I think utilitarianism has always been collectivist in its essence, it simply that that aspect was not emphasized or not discovered yet in Mill's time. Utilitarianism absolutely justifies taxing Elon Musk's entire wealth and spending it on malaria nets in Malawi.
But in Mill's time, collectivist ideas were coming from conservatives, and liberals were individualists, because the basic liberal assumption was that only the government has any real power, make the government small and power or oppression does not happen.
After that time other kinds of power were quickly discovered, and then people thought if you use the government against this or that power, there will be less oppression and more freedom.
Is there a good way to specify the boundaries of interest? There exist busybodies who disapprove of nearly anything, and anything that escapes their interests might be considered a benefit by yet others, making it of interest to them. I am quibbling, but whether this means that we should stipulate an appropriate definition of interest or use a different concept or word, or come up with a better concept, I am not sure.
In other words, interests are not necessarily physical, nor even objective. I think the norms we use to answer such questions has to rest on justice rather than interest.

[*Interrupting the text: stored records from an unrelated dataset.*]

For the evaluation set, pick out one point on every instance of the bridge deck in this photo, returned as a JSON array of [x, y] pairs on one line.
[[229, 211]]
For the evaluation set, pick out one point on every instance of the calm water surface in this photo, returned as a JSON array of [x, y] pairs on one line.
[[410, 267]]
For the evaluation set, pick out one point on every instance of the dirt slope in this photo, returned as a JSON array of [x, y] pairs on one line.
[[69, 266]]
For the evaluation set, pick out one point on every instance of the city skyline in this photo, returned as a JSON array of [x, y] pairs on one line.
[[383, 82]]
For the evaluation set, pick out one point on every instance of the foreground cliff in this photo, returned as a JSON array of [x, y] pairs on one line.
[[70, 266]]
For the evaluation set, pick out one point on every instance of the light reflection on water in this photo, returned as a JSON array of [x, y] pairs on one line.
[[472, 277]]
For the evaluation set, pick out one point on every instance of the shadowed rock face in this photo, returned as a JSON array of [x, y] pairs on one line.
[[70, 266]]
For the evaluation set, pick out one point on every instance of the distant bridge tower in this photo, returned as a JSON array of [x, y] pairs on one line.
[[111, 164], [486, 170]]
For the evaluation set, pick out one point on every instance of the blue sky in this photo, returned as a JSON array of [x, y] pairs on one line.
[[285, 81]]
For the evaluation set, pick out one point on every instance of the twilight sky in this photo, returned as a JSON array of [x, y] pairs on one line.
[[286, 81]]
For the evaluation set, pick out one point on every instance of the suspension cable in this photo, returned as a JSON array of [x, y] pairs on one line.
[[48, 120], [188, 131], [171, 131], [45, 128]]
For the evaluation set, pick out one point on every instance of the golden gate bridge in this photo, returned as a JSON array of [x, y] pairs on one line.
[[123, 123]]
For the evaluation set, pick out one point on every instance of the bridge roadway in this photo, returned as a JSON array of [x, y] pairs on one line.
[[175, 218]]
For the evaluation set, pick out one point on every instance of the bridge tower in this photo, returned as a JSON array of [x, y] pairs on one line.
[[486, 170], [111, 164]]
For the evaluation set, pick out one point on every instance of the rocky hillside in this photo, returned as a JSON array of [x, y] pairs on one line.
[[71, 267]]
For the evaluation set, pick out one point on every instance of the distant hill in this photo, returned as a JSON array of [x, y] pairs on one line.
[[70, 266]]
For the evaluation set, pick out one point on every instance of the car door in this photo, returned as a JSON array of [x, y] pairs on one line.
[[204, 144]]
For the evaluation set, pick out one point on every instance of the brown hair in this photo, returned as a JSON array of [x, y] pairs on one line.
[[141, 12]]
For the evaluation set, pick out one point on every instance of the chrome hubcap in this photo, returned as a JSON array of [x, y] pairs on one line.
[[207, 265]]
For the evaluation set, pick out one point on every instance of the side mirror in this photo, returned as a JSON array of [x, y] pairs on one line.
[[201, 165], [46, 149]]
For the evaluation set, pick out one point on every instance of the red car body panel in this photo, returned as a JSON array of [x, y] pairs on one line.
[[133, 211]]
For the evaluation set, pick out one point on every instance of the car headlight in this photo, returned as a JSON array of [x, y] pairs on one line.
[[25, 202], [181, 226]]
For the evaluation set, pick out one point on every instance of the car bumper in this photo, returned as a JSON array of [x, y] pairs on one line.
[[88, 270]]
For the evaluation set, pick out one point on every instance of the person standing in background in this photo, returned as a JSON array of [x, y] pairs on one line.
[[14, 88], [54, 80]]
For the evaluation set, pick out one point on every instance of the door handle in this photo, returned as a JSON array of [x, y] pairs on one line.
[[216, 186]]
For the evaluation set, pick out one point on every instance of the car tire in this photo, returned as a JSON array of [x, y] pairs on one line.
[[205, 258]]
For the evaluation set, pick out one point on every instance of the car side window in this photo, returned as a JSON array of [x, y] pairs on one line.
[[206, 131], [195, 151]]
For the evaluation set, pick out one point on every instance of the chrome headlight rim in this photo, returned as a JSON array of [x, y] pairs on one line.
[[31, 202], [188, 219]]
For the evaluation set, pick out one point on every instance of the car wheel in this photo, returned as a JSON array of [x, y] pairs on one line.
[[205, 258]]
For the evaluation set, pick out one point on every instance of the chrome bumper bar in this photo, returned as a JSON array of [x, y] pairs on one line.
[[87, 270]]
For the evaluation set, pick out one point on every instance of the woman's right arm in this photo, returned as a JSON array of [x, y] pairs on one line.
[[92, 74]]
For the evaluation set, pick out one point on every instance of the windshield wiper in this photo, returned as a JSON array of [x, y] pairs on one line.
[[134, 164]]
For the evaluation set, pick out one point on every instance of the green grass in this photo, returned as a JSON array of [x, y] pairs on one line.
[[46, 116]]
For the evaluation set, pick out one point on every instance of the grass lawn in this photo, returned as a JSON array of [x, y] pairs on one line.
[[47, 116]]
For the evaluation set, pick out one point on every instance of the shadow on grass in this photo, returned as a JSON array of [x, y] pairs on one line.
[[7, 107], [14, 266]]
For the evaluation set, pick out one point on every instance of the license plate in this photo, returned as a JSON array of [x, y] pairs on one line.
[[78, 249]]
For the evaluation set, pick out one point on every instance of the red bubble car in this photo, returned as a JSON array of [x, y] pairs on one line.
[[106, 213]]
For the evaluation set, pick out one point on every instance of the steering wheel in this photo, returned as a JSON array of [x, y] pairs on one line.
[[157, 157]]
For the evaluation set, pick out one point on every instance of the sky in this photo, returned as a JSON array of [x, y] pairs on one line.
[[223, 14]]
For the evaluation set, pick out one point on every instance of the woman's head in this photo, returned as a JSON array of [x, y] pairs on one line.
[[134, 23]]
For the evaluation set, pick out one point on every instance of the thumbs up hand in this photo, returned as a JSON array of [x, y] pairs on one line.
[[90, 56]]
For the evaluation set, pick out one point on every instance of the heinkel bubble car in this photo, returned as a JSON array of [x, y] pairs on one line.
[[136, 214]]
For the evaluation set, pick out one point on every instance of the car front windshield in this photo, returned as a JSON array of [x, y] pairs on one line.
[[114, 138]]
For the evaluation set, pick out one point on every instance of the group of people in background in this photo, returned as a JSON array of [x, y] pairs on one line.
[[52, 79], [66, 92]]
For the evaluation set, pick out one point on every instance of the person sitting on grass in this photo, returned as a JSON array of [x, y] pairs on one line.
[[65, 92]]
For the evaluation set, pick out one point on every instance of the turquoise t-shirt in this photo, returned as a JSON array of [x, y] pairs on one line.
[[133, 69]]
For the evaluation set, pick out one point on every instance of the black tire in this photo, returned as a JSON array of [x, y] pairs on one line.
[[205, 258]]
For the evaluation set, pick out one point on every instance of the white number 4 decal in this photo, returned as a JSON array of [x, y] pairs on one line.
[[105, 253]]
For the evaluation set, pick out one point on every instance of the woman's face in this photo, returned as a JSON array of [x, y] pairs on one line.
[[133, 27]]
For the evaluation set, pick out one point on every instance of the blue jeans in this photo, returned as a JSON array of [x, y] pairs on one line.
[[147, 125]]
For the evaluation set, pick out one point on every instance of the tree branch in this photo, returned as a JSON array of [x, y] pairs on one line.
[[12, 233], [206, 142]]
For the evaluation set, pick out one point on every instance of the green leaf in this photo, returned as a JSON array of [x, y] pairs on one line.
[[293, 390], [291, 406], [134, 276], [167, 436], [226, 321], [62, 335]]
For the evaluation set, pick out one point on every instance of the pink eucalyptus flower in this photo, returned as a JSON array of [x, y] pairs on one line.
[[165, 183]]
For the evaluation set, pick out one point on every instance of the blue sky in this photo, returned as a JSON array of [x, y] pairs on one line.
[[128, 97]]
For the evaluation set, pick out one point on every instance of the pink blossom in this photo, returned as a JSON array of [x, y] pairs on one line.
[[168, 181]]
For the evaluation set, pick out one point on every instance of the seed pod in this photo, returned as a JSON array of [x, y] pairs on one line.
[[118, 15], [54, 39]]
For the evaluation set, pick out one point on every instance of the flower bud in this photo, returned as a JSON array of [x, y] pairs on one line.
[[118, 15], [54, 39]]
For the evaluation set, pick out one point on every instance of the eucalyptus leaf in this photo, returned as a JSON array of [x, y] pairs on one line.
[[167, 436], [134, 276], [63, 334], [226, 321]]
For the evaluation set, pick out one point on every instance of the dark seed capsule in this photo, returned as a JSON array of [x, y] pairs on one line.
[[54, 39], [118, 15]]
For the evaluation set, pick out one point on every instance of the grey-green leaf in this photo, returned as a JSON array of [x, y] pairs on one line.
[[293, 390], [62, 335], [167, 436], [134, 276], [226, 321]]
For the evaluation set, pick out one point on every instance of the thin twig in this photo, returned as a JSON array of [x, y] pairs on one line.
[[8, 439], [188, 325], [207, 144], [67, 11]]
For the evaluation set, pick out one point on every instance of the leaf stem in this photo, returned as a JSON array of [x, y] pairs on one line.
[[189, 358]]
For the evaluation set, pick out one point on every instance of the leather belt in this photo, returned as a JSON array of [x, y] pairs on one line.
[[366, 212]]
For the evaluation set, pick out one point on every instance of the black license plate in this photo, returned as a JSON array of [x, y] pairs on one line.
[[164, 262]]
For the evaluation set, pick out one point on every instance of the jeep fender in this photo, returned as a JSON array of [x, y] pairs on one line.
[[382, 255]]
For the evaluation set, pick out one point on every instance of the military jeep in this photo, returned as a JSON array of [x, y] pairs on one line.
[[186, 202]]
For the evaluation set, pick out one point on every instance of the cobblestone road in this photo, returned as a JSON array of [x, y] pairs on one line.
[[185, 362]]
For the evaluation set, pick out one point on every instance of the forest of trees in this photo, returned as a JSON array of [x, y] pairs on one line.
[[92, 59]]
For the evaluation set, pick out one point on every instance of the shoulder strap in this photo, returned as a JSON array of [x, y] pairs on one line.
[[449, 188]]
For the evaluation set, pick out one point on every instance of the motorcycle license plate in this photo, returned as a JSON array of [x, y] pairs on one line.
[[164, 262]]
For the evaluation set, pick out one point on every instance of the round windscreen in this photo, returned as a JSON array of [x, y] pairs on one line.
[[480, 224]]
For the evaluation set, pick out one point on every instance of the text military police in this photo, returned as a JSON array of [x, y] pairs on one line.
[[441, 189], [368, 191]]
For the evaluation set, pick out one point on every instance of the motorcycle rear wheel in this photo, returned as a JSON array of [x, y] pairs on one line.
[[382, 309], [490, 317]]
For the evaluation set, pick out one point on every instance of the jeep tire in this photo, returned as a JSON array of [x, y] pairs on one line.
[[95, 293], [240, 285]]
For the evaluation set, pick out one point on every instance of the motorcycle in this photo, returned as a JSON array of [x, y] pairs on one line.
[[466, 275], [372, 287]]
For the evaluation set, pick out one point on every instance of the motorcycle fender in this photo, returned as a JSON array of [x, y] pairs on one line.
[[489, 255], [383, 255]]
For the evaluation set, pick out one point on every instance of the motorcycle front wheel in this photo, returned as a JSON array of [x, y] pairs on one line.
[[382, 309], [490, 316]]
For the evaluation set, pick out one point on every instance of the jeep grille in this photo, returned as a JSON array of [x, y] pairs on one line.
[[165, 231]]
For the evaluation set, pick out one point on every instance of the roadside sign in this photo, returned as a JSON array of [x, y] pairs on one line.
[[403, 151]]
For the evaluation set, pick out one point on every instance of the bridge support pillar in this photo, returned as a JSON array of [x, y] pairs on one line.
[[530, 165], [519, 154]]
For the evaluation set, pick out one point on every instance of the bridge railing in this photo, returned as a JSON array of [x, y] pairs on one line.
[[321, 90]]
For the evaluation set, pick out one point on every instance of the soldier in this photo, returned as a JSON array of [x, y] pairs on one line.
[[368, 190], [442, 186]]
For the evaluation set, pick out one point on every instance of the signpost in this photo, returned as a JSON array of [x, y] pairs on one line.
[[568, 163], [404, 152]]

This all tempts me to complain about the harm principle, since for it to work, harm must be considered a normative and subjective thing. If harm is objective, sparring in a martial arts gym or boxing should be prohibited, because physical harm is nearly inevitable. The critical factor is that it is consensual harm, a risk taken willingly. And this leads to even more questions, even further from the post topic.